In the Hosseini’s writing he has one final battle to pick in terms of Western perspectives. This is found in his presentation of Assef- the novel’s allegory and representation of religious extremism in society. The introduction to Assef draws on the imagery of ‘the blond, blue-eyed Assef’ ‘Born to a German mother and Afghan father’, this imagery along with the semantics of radical ideologies such as ‘ethnic cleansing’ and ‘watan’ help establish a clear parallel in readers’ minds between Assef and the Islamist extremism he comes to represent and the relatable Western example of Hitler- a reference made explicit through his use of ‘Mein Kampf’ as a present for Amir. This provides a point of reference for Western readers that implies the Taliban and extremists are as representative of Afghan culture as Hitler was of the West and thus forces us to reconsider our assumptions. With Assef type-cast as an almost stage villain in the text, we are inclined to join the side of Air in the Afghans in a desire to stand up to and reject the legitimacy of the modern-day extremists impacting the region. His strong demonization, presented clearly as ‘insane’ ‘a sociopath’, unites characters and audience in a rejection of this aspect of Eastern culture and once again ‘wins over the hearts and mind’ of the Western audience who come to empathise with Assef’s and extremism’s Afghan victims.

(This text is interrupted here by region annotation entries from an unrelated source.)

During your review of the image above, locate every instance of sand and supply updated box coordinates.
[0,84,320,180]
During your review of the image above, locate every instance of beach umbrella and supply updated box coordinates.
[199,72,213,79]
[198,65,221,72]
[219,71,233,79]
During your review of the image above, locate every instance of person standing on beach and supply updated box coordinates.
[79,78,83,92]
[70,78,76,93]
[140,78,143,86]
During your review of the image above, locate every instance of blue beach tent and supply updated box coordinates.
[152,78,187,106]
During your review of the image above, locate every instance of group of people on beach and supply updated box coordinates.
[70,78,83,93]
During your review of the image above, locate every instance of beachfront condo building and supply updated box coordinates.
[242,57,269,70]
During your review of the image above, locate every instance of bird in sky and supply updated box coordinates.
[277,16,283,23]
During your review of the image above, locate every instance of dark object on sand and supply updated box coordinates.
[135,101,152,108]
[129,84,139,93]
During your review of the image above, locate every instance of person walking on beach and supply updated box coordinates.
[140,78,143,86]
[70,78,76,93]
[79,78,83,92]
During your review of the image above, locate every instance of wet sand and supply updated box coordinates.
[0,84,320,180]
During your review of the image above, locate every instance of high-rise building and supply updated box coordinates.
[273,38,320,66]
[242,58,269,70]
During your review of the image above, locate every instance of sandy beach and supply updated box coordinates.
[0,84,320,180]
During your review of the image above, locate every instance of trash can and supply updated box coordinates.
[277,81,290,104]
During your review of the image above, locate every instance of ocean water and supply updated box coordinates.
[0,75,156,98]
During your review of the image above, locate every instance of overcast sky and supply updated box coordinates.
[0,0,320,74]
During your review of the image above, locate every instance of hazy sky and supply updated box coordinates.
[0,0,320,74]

Overall then, both texts make a clear link with their intended audience, be it through naturalism and structure, or a style of writing directed at providing a relatable and empathetic perspective. Most of all these writings aim to make their audience question their assumptions, whether that is about a culture or about societal roles. It is this that is conducive change in society because it provokes disgust, guilt or newfound understanding; for Ibsen, in the constructs and condition of society, and for Hosseini in the suffering of his nation and discrimination against Eastern culture.